* Re: [Qemu-devel] [RFC PATCH] fpu: add compile time check for old glibc/libm and fma
2018-12-20 11:10 [Qemu-devel] [RFC PATCH] fpu: add compile time check for old glibc/libm and fma Alex Bennée
@ 2018-12-20 13:10 ` Aleksandar Markovic
2018-12-21 14:14 ` Laurent Desnogues
` (2 subsequent siblings)
3 siblings, 0 replies; 8+ messages in thread
From: Aleksandar Markovic @ 2018-12-20 13:10 UTC (permalink / raw)
To: Alex Bennée
Cc: Peter Maydell, qemu-devel, Emilio G . Cota, laurent.desnogues,
Aurelien Jarno
On Dec 20, 2018 12:11 PM, "Alex Bennée" <alex.bennee@linaro.org> wrote:
>
> Some versions of glibc have been reported to have problems with
> fused-multiply-accumulate operations.

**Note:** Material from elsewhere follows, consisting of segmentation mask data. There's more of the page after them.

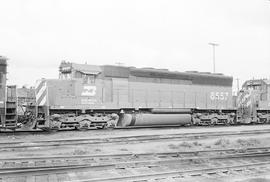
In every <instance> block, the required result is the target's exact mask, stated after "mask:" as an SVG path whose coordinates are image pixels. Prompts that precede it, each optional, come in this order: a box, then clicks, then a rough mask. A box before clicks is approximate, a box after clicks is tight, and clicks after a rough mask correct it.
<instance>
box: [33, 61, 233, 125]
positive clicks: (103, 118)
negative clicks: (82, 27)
mask: <svg viewBox="0 0 270 182" xmlns="http://www.w3.org/2000/svg"><path fill="white" fill-rule="evenodd" d="M232 82H233V78H232V77H230V76H225V75H222V74H211V73H207V72H196V71H191V72H177V71H169V70H167V69H154V68H135V67H124V66H112V65H103V66H97V65H88V64H76V63H70V62H62V63H61V64H60V67H59V79H41V80H39V81H38V82H37V84H36V89H35V90H36V105H37V120H36V121H37V123H36V126H37V127H38V128H42V129H57V130H61V129H90V128H105V127H110V126H111V127H130V126H157V125H160V126H162V125H191V124H192V125H215V124H234V123H235V122H236V109H235V107H234V106H233V97H232Z"/></svg>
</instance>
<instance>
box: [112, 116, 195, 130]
mask: <svg viewBox="0 0 270 182" xmlns="http://www.w3.org/2000/svg"><path fill="white" fill-rule="evenodd" d="M186 124H191V115H190V114H146V113H139V114H138V113H134V114H123V115H122V116H121V117H120V119H119V121H118V123H117V126H120V127H126V126H157V125H160V126H161V125H163V126H164V125H186Z"/></svg>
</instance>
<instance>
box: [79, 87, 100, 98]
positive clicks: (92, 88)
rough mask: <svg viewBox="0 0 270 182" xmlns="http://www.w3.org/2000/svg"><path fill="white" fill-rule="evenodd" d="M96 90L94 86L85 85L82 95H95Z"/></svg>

If the underlying fma
> implementation does a two step operation it will instroduce subtle
> rounding errors. Newer versions of the library seem to deal with this
> better and modern hardware has fused operations which the library can
> use.
>
> Reported-by: Laurent Desnogues <laurent.desnogues@gmail.com>
> Signed-off-by: Alex Bennée <alex.bennee@linaro.org>
> Cc: Emilio G. Cota <cota@braap.org>
> ---
> fpu/softfloat.c | 25 +++++++++++++++++++++++++
> 1 file changed, 25 insertions(+)
>
Acked-by: Aleksandar Markovic <amarkovic@wavecomp.com>
> diff --git a/fpu/softfloat.c b/fpu/softfloat.c
> index 59eac97d10..9c2dbd04b5 100644
> --- a/fpu/softfloat.c
> +++ b/fpu/softfloat.c
> @@ -203,6 +203,25 @@ GEN_INPUT_FLUSH3(float64_input_flush3, float64)
> # define QEMU_HARDFLOAT_3F64_USE_FP 0
> #endif
>
> +/*
> + * Choose whether to accelerate fused multiply-accumulate operations
> + * with hard float functions. Some versions of glibc's maths library
> + * have been reported to be broken on x86 without FMA instructions.
> + */
> +#if defined(__x86_64__)
> +/* this was actually reported as glibc-2.12-1.149.el6_6.5.x86_64 was
> + * broken but glibc 2.12-1.209 works but out of caution lets disable
> + * for all older glibcs.
> + */
> +#if defined(__GLIBC__) && (__GLIBC__ == 2 && __GLIBC_MINOR__ <= 12)
> +#define QEMU_HARDFLOAT_USE_FMA 0
> +#else
> +#define QEMU_HARDFLOAT_USE_FMA 1
> +#endif
> +#else
> +#define QEMU_HARDFLOAT_USE_FMA 1
> +#endif
> +
> /*
> * QEMU_HARDFLOAT_USE_ISINF chooses whether to use isinf() over
> * float{32,64}_is_infinity when !USE_FP.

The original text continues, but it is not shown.